Go vereint die Vorteile statischer Typisierung mit der Leichtigkeit einer Skriptsprache, hat eingebaute Parallelisierung und wird mit einem kompletten Satz einfach zu bedienender Werkzeuge bereitgestellt. Aber ich bin auch über einige störende Dinge gestolpert.

Inhalt

Pro

Minimalismus

Im Gegensatz zu Sprachungetümen wie C++ hat Go einen sehr begrenzten Umfang an Sprachmitteln. Es gibt nur eine Schleife (for), es gibt keine Klassen und keine Vererbung, es gibt nur eine Form von Schnittstellen, es gibt keine generische Programmierung, es gibt keine Zeigerarithmetik, es gibt nur zwei Sichtbarkeitsebenen (private und public), es gibt keine Konstruktoren und Destruktoren und nur sehr eingeschränkte Reflection. Auch wenn diese Einschränkungen natürlich nicht nur Vorteile haben, führen sie dazu, dass die Sprache schnell zu lernen ist. Die begrenzten Sprachmittel führen unabhängig vom Autor auch zu einer gewissen Gleichförmigkeit des Quelltexts, was die spätere Wartung erleichtert. Man könnte auch sagen, dass langweiliger Code langfristig gut ist. Go-Code enthält praktisch keine Überraschungen.

Statisches Duck-Typing

Schnittstellen werden in Go nicht explizit implementiert: wenn eine Komponente alle Methoden einer Schnittstelle enthält, erfüllt sie automatisch die Schnittstelle. Damit kann man auch Schnittstellen für Komponenten schreiben, die man nicht selbst entwickelt und deren Schnittstellendeklaration man deshalb auch nicht beeinflussen kann. Das führt zu sehr loser Kopplung. Ein weiterer Vorteil ist, dass dieses Prinzip tendenziell zu minimalen Schnittstellen führt, da die Schnittstellen aus Sicht des jeweiligen Nutzers definiert werden.

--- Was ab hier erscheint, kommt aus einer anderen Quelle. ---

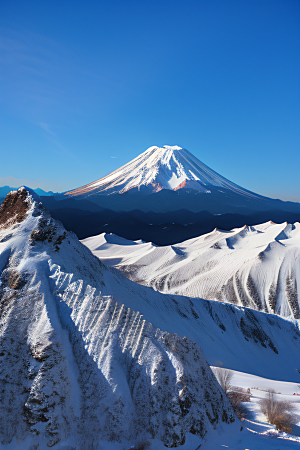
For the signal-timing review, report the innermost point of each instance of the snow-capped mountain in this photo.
(158, 168)
(90, 359)
(257, 267)
(79, 369)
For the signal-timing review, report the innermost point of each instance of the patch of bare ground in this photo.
(14, 208)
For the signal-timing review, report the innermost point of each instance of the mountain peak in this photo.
(158, 168)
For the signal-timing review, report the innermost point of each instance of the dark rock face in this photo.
(14, 208)
(77, 365)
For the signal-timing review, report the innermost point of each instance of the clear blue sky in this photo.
(88, 85)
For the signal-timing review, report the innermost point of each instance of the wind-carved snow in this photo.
(79, 368)
(90, 359)
(257, 267)
(167, 167)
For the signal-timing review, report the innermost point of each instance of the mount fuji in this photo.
(172, 179)
(167, 167)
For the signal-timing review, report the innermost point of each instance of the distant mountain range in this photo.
(4, 190)
(172, 178)
(165, 195)
(91, 358)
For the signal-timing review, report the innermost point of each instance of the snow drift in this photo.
(256, 266)
(90, 359)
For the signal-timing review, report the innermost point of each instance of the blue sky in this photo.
(88, 85)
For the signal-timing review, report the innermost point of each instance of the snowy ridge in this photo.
(167, 167)
(81, 369)
(84, 363)
(257, 267)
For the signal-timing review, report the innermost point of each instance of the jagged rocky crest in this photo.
(79, 368)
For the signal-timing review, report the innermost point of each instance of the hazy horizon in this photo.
(88, 87)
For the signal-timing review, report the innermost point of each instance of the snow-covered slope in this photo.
(79, 368)
(167, 167)
(90, 359)
(257, 267)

Wenn man zum Beispiel die folgende Schnittstelle verwendet, kann man als Implementierung alle Komponenten nutzen, die eine entsprechende Write-Methode haben, ohne dass diese Komponenten etwas von der Schnittstelle wissen müssten:

type Writer interface {
  Write(p []byte) (n int, err error)
}

Parallelisierung

Eine der herausragenden Eigenschaften von Go ist die eingebaute Parallelisierung durch Go-Routinen und Kommunikationskanäle (Channels). Die Eignung für massiv parallele Systeme mit vielen Prozessoren und Prozessorkernen war eines der zentralen Entwurfsziele von Go.

Aufgeräumte Syntax

Go-Code ist zwar nicht übermäßig kompakt, wirkt aber sehr aufgeräumt, wozu beispielsweise der Verzicht auf Semikolons am Zeilenende und runde Klammern bei if und for beiträgt:

for _, route := range router.routes {
  if route.pattern == nil { 
    continue
  }
}

Für lokale Variablen gibt es Typableitung, sodass der Quelltext nicht durch explizite Typangaben aufgebläht werden muss (aber werden kann):

b := 2 * a

Go erzwingt übrigens bestimmte Formatierungen wie geschweifte Klammern am Zeilenende. Darüber hinaus gibt es ein Formatierungswerkzeug, das für ein einheitliches Aussehen des Go-Codes sorgt - und tatsächlich sieht Go-Code aus verschiedenen Projekten immer ziemlich ähnlich aus.

Für Ordnung sorgt auch, dass nicht benötigte Variablen und importierte Pakete mit Compiler-Fehlern quittiert werden.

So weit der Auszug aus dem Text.